The following Mother's Day, my dad called me.  "I know this is the first Mother's Day since you lost your mom," he said, "and I thought it might be a little difficult for you."  How right he was--and how thoughtful and wonderful he was to call!

My dad's not perfect, of course.  Nobody is.  There were times when I was growing up that we didn't get along very well.  But when it's really counted, my dad's always been there for  me.

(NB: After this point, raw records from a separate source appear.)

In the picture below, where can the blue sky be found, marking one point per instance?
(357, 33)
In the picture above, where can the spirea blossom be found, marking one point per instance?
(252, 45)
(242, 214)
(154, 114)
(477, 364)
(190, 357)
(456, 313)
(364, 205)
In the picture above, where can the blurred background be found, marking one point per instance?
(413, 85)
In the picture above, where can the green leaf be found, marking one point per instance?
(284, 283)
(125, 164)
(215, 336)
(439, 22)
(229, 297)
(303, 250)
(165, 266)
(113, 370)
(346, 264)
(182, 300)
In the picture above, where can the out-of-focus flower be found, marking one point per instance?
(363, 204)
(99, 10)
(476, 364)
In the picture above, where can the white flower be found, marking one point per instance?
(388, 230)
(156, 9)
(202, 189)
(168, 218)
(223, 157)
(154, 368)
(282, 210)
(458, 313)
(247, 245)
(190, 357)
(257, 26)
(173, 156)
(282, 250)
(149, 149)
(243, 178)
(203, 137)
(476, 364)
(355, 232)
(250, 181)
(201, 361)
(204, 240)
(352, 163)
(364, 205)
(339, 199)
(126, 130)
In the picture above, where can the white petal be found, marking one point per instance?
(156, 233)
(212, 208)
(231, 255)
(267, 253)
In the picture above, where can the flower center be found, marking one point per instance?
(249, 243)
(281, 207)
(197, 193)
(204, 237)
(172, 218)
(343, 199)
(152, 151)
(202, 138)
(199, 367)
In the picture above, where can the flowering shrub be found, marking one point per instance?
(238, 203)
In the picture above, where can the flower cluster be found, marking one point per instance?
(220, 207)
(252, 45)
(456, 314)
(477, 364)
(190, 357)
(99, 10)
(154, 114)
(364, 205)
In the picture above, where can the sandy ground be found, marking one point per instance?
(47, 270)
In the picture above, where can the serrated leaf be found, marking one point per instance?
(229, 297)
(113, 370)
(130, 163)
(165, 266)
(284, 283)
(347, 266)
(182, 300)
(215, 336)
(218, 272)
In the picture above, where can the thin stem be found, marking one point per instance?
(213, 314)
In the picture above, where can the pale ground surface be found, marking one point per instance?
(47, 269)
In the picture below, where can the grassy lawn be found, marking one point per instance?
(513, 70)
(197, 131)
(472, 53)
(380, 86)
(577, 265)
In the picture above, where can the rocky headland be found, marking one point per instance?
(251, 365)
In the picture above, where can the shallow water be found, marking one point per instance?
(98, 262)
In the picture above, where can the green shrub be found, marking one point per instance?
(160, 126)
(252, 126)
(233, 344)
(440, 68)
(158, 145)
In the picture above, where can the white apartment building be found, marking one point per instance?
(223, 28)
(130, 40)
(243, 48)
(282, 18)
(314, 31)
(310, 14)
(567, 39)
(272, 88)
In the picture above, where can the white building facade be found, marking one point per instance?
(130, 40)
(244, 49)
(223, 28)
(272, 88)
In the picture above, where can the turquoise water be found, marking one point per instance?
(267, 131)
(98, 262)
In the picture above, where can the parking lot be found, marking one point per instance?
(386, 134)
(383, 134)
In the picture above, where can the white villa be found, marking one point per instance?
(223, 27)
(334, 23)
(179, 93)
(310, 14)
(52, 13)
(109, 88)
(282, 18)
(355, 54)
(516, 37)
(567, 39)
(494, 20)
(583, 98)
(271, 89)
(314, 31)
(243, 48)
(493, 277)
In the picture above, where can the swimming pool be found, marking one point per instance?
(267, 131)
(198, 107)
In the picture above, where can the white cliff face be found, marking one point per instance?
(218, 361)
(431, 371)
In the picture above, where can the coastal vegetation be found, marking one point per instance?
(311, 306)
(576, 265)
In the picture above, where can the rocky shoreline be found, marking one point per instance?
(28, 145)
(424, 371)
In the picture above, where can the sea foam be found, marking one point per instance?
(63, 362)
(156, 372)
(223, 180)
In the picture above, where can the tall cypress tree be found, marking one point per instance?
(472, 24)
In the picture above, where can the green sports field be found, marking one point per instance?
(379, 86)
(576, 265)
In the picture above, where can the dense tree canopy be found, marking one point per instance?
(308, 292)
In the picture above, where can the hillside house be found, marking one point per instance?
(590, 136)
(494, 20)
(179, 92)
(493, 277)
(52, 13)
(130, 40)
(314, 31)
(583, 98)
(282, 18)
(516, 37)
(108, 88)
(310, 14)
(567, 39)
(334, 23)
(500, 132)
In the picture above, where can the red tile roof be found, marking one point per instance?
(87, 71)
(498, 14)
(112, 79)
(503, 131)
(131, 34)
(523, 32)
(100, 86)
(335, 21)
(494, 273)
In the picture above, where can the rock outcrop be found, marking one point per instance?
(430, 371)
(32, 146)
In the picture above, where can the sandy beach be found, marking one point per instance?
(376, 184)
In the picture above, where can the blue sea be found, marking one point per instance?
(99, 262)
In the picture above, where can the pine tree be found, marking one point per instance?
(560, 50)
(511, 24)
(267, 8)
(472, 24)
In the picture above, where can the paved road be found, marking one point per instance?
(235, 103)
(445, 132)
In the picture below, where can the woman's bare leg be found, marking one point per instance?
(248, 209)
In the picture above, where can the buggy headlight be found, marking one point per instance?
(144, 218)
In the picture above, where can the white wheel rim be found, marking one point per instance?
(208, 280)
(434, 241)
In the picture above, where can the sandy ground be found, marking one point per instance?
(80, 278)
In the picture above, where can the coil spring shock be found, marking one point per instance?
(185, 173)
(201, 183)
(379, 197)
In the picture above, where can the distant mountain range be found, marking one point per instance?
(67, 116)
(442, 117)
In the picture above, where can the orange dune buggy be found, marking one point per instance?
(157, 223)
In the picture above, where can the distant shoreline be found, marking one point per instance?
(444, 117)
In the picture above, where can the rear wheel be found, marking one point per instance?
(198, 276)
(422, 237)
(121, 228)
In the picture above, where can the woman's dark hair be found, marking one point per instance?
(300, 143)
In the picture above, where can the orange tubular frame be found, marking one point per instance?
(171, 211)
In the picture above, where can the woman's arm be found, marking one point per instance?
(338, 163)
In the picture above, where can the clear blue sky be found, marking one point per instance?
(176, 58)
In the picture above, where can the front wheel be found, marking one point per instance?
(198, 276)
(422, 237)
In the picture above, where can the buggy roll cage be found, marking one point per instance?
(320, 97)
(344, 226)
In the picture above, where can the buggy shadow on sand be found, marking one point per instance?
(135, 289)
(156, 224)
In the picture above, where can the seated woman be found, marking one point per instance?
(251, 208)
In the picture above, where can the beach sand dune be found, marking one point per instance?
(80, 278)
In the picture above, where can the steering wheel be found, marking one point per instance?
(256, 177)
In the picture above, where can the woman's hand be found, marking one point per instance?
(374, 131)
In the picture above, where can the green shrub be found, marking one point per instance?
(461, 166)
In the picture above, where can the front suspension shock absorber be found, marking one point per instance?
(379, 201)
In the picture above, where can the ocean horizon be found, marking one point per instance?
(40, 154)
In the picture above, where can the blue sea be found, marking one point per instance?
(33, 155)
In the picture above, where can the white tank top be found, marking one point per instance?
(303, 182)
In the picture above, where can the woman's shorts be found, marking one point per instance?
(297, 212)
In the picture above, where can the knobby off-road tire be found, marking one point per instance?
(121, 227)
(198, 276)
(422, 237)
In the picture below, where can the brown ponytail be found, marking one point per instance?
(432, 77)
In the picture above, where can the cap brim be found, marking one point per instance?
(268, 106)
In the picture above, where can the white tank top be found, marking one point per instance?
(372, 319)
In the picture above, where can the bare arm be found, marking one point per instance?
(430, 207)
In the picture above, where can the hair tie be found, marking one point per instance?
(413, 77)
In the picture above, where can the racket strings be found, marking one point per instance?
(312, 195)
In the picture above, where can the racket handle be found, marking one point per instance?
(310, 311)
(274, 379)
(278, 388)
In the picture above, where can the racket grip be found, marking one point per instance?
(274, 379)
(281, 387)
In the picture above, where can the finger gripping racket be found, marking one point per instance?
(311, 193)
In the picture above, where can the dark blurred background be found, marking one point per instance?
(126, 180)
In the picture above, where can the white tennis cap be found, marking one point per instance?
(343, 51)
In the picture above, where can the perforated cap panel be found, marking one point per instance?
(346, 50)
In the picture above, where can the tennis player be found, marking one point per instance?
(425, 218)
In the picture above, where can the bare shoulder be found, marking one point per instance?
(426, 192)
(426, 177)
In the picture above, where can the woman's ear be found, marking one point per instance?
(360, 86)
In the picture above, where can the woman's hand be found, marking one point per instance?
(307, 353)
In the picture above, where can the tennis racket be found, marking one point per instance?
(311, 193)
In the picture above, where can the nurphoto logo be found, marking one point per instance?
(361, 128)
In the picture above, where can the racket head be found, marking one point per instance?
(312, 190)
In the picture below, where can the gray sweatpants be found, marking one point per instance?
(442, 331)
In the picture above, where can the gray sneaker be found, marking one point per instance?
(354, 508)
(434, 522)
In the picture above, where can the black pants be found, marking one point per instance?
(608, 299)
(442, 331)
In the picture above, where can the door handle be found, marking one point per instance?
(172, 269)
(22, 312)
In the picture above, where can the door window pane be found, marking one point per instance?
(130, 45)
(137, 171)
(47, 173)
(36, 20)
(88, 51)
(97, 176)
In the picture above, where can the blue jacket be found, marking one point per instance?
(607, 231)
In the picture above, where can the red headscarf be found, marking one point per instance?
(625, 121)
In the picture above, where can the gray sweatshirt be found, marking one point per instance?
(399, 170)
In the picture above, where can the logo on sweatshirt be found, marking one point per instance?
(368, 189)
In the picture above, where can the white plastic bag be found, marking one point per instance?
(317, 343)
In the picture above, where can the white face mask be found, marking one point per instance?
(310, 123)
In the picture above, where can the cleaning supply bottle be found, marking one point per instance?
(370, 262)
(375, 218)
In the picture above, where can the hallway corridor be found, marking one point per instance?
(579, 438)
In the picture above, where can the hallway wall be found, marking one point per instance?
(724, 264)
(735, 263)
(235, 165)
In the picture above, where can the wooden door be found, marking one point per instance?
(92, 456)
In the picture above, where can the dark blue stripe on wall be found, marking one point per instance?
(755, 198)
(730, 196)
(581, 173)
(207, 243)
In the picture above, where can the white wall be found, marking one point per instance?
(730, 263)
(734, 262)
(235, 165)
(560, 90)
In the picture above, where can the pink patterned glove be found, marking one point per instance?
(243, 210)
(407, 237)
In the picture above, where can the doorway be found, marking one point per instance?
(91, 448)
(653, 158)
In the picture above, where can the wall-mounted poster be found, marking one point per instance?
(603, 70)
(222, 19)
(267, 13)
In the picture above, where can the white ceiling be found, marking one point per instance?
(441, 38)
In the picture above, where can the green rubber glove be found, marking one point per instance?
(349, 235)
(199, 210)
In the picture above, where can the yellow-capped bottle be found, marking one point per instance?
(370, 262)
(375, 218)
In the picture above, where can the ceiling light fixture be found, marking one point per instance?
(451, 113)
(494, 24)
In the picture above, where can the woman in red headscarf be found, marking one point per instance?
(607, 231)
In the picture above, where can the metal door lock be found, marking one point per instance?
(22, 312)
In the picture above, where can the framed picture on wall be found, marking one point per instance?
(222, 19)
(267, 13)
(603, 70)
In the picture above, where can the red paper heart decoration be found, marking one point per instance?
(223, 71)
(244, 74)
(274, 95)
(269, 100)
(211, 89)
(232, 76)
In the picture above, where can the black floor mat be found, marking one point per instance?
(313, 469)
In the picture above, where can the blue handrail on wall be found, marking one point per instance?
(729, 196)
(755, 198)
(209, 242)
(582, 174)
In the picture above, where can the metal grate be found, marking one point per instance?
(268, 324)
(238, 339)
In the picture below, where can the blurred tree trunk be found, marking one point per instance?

That's the end of my stories for today.  Remind me sometime to tell you about my Dad at the Louvre, the James Bond New Year's Eve, and about my dad being so allaboshi ficacious.
Dad and the train. Don't worry, folks, he helps to restore these things in his spare time.


My Favorite Veteran

As Many Wars As People Who Were There

The Aging Lottery


ryanagi said...

I love LOVE the pic of you from 71. The stylin top and looked fab! Your dad made you green eggs and ham...that is just too cool for words. :-)

rollinghillsides said...

Your dad sure is a handsome gentlemen, and I very much enjoyed the stories you shared about him, he sounds like a wonderful person.  I had a non-existent dad, an alcoholic who left our family of five when I was eight and married his brother's wife!  He never gave me the "right time of day" so to speak ... so, to read your stories of what a "real" Dad is like made me feel very happy for you!   Thanks.

deabvt said...

Your Dad looked like Orson Welles in the 1st Photo!

rap4143 said...

What a wonderful caring father you have. Thanks for sharing!!!!

debbted said...

Excellent entry and photos! Thanks for sharing! SassyDee50/Deb

montaukny said...

What a wonderful entry!  I feel like I know your dad & am sitting here with tears in my eyes over the support he showed you during your difficult time with your mom.

~~Aunt Nub~~

yankeygr said...

Thanks for sharing your Dad with us. Your very lucky to have such a supportive Dad. Great pic's too. Rhonda

pixiedustnme said...

Sounds like you have a wonderful dad!  Thank you for sharing (and sharing and sharing - rofl!)

ondinemonet said...

Karen :)

This was such a heartwarming entry. Start to finish. I help me get to know you better in some very personal ways, I appreciate you sharing this with us. It's so funny, you and I share somethings in life...including that bonnet! LOL. I am guessing you are about 8 months old. I still have min bonnet somewhere I think, and a picture of dad holding me which is very similar to this one. :) My dad loved the fact that I was bald till I was almost a year old. LOL. So there are a lot of pics with my bald head, but it was all worth the wait...LOL...I got the best hair in the family! :)

Always, Carly :)

psychfun said...

This was so lovely! Thanks for sharing. It is vey mysterious about your mother.


chasenkids said...

Wow... this is truly one of the best entries I've ever read.

::wiping tears::


lurkynat said...

Dear Karen,
What a tremendous dad you have! He is truly amazing, very compassionate and very loyal and helpful! You must be so proud! Thank you for sharing!